BSI Pasca-Merger: Raksasa Baru yang Masih Mencari Jiwa

Akhirnya, opsi pembiayaan dengan akad jual beli yang lebih cepat cair sering menjadi pilihan, meski skemanya terasa tidak jauh berbeda dengan kredit konvensional.
Potret ini mengonfirmasi analisis banyak pengamat yang menyoroti tantangan BSI pasca-merger.
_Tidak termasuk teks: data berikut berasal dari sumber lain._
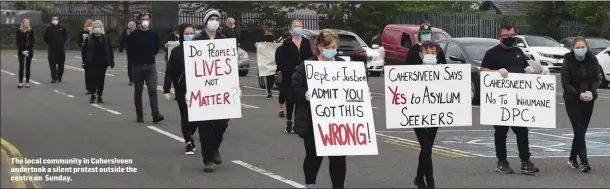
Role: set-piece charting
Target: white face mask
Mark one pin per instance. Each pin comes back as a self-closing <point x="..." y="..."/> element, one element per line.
<point x="429" y="59"/>
<point x="213" y="25"/>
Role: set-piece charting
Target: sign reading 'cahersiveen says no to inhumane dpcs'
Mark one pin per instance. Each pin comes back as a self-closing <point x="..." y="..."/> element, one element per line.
<point x="341" y="108"/>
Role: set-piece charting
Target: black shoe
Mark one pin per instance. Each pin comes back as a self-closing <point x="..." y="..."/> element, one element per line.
<point x="190" y="149"/>
<point x="529" y="167"/>
<point x="504" y="167"/>
<point x="288" y="127"/>
<point x="209" y="167"/>
<point x="157" y="118"/>
<point x="217" y="157"/>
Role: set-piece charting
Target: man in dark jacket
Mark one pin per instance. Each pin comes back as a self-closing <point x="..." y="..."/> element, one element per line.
<point x="145" y="45"/>
<point x="55" y="36"/>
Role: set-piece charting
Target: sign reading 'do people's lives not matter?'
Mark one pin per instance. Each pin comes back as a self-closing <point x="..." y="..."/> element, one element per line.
<point x="341" y="108"/>
<point x="212" y="80"/>
<point x="525" y="100"/>
<point x="421" y="96"/>
<point x="66" y="169"/>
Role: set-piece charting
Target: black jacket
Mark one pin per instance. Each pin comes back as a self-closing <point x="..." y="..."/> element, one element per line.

Di satu sisi, ada komitmen untuk menjalankan ekonomi syariah yang berkeadilan.
Di sisi lain, tekanan untuk mengejar target profit dan efisiensi pasca-merger dilaporkan mendorong bank pada produk-produk “yang aman” dan mudah seperti pembiayaan konsumer.
Sebuah laporan media bahkan menyebutkan adanya perubahan semangat operasional pasca-merger, dari yang lebih luwes mendampingi UMKM menjadi lebih berorientasi pada angka dan volume pembiayaan besar yang cepat dicairkan.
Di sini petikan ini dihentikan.